In Revelation 1, John was taken by the Spirit into the Lord’s Day. He began the Book of Revelation with its climax—the climax of our faith. It is this Day that every Christian looks forward to.
But why has John called it “the Lord’s Day” and not “the Day of the Lord?” The answer is revealed in the statement “I am the Alpha and the Omega,” which appears in verse 8.
God was the Lord in the Old Testament. He was called Adonai Yihvah, the expression we read in our Bibles as the Lord God, as in Isaiah 61:1—“the Spirit of the Lord God is upon Me.”
After Jesus endured the cross, God made Him the Lord, as Peter explained in Acts 2:36 and as Paul explained in Philippians 2:9. After Jesus rose, He said, “All authority has been given to Me in heaven and earth.”1Matt 28:19
On the Lord’s Day, God will become the Lord again. He is the First and the Last.

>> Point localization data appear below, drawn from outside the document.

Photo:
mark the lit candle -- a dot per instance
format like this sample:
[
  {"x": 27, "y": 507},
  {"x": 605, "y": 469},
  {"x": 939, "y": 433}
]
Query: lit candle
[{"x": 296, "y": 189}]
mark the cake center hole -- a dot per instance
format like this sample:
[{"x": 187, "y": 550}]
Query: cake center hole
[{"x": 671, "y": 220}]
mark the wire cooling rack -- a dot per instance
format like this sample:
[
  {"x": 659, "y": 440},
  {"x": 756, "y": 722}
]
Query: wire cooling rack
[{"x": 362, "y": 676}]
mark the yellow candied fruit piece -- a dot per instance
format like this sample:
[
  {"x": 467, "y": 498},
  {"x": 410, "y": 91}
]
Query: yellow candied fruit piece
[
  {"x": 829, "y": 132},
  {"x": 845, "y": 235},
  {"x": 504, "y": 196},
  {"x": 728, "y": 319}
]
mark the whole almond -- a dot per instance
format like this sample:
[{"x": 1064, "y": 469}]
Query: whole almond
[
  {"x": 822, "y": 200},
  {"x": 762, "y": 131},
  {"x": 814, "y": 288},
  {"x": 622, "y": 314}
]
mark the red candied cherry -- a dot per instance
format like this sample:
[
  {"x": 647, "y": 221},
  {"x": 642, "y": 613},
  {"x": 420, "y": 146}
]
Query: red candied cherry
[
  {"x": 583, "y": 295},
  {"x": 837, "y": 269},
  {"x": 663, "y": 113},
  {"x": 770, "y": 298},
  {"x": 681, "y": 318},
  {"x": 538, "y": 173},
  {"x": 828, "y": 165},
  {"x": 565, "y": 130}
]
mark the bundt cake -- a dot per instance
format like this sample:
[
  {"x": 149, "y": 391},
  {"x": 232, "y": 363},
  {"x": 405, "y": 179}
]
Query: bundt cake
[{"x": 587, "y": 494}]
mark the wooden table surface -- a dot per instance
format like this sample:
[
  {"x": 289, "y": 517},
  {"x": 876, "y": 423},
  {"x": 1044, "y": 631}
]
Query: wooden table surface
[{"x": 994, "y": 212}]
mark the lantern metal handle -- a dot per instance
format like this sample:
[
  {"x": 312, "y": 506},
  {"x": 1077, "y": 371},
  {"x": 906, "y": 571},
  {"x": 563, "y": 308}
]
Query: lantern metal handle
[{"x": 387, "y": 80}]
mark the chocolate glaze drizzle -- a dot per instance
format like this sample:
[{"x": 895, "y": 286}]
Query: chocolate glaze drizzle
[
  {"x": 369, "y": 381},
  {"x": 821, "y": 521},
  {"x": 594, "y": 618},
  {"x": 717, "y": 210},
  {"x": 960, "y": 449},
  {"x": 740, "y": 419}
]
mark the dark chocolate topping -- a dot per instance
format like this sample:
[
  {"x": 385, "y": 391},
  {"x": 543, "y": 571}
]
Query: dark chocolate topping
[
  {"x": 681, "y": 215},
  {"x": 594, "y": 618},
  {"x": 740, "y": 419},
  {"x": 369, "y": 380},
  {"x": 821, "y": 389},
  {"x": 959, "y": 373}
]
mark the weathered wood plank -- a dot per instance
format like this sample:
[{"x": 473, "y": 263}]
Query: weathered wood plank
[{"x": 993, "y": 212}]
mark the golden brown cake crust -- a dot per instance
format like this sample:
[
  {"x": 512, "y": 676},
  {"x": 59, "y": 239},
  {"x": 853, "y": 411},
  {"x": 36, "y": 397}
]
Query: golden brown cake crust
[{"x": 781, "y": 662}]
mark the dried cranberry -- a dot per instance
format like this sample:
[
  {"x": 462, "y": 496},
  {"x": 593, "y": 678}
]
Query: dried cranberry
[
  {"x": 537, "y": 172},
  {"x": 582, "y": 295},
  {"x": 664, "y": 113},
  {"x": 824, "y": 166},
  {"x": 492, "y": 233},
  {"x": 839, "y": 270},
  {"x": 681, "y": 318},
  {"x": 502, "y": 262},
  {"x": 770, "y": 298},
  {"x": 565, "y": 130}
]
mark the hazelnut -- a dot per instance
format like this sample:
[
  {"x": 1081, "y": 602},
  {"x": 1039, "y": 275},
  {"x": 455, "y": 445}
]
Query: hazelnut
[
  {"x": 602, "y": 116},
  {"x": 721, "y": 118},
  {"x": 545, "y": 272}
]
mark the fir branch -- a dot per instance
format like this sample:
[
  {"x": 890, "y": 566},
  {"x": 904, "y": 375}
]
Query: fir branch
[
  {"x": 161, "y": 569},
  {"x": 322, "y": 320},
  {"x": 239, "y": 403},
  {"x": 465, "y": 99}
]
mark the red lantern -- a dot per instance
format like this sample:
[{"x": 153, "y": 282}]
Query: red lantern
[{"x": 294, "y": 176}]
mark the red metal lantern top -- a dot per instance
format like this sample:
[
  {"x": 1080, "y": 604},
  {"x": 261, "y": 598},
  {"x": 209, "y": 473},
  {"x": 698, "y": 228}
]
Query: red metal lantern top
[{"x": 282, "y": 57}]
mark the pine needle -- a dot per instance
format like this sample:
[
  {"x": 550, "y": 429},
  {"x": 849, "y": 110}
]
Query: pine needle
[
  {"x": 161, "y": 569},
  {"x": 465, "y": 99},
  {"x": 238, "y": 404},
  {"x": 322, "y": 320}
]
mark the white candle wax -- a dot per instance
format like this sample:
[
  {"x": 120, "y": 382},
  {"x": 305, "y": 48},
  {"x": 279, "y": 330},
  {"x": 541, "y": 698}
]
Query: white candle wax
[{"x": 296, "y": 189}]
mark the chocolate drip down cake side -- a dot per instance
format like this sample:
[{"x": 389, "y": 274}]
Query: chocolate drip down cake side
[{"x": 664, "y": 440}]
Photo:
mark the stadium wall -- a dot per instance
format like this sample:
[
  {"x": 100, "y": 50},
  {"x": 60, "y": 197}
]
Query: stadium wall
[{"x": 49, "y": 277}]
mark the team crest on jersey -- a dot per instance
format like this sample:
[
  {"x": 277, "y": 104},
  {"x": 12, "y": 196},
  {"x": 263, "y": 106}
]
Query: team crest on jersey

This is dramatically illustrated of Revelation, where the apostle John never calls Christ the Lord in the Lord’s Day or thereafter! In Revelation 11:8, 14:13, 17:14, and 19:16 John calls Christ the Lord, but after the Lord’s Day, in Revelation 1:8 and 10, 4:8 and 11, 11:15 and 17, 15:3 and 4, 16:7, 18:8, and 22:5 and 6, John called God “the Lord.”
In the New Testament, there are about 500 uses of the phrase “Lord,” and only Christ is called “the Lord” after His resurrection, and before the Lord’s Day, except when referencing Old Testament passages or calling God the Lord of Creation.
The apostles used the expressions “Day of the Lord” and “Day of Christ” to signify the Day of Christ’s return, but when speaking of the Father, Peter called this Day “the Day of God”22Pet 3:12 to signify the Day of destruction. It seems that John called it “the Lord’s Day” to signify the Day when God becomes the Lord again.